Le week-end dernier je suis descendu bruncher dans mon quartier (East Village). Autour de moi on pouvait trouver un couple d’Israéliens, la cinquantaine relax ; un tandem de potes, l’un asiatique, l’autre blanc ; un couple de gays ; une tablée de six jeunes femmes commentant probablement la soirée de la veille. Le soir même je passais la soirée avec un groupe de Serbes dans un quartier Grec du Queens.

(Le 2 Septembre)

J’étais parti pour une virée photo, mais la magie de Tompkins Square Park et de l’East Village me fait rester. Je me suis posé à une de ces tables en pierre dans lesquelles sont incrustés des échiquiers.
Quelle atmosphère incroyable. J’ai l’impression que New York est concentrée ici. Nous sommes dimanche et veille de jour férié (« Labor Day »), un calme joyeux baigne dans l’air.

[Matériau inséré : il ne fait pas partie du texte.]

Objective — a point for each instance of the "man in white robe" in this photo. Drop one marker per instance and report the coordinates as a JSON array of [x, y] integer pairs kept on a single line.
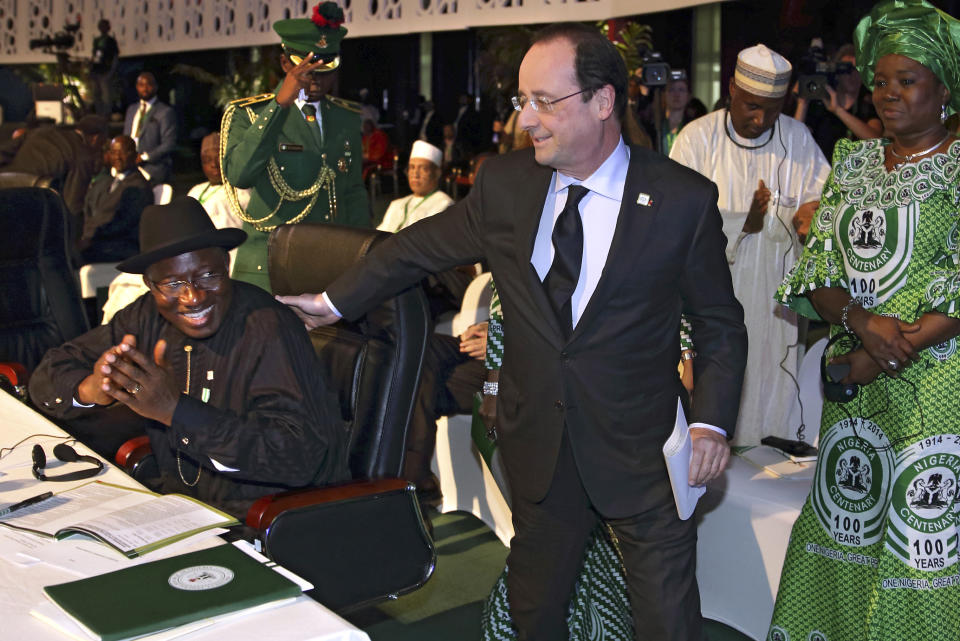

Un couple de sexagénaires type cousins de Woody Allen jouent au Gin Rami ; deux beaux mecs jouent aux échecs, la copine de l’un deux est plongée dans son bouquin ; un rastafari à la peau très claire et aux dreadlocks enroulées en turban passe entre les tables, un poste de radio à l’oreille. On lui demande le score du match des Yankees. Ils gagnent.


Un Restaurant:

Momofoku Noodles Bar, au croisement de la 1st Avenue et East 10th St (www.momofuku.com).
Le lieu est minuscule et la moitié des clients sont assis au bar. Ce sont ceux-là qui ont de la chance, car le spectacle offert par les cuisiniers et le Chef (qui goûte tous les plats avant qu'ils sortent) ajoute une dimension à la qualité déjà supersonique du repas. Le Ramen, grosse soupe au miettes de porc frit, petits pois, onions et oeuf poché, est si bon que la salive me coule presque de la bouche au moment où j'écris.

Un Lieu Musical:

Le Rockwood Music Hall, sur Allen St entre Houston St et Stanton St (http://www.rockwoodmusichall.com/).
Ce petit café-concert est sobre et cosy pour mieux laisser la place aux bandes qui se succèdent chaque soir. C'est peut-être du haut de sa niche/régie sonore, que Ken, le patron, renifle les talents comme ça. En tout cas, pour un verre de vin ou un whisky en écoutant de talentueux inconnus, le Rockwood est une valeur sûre.

Une Photo:

Mon amie Nikki, à Williamsburg, Brooklyn, Mai 2007.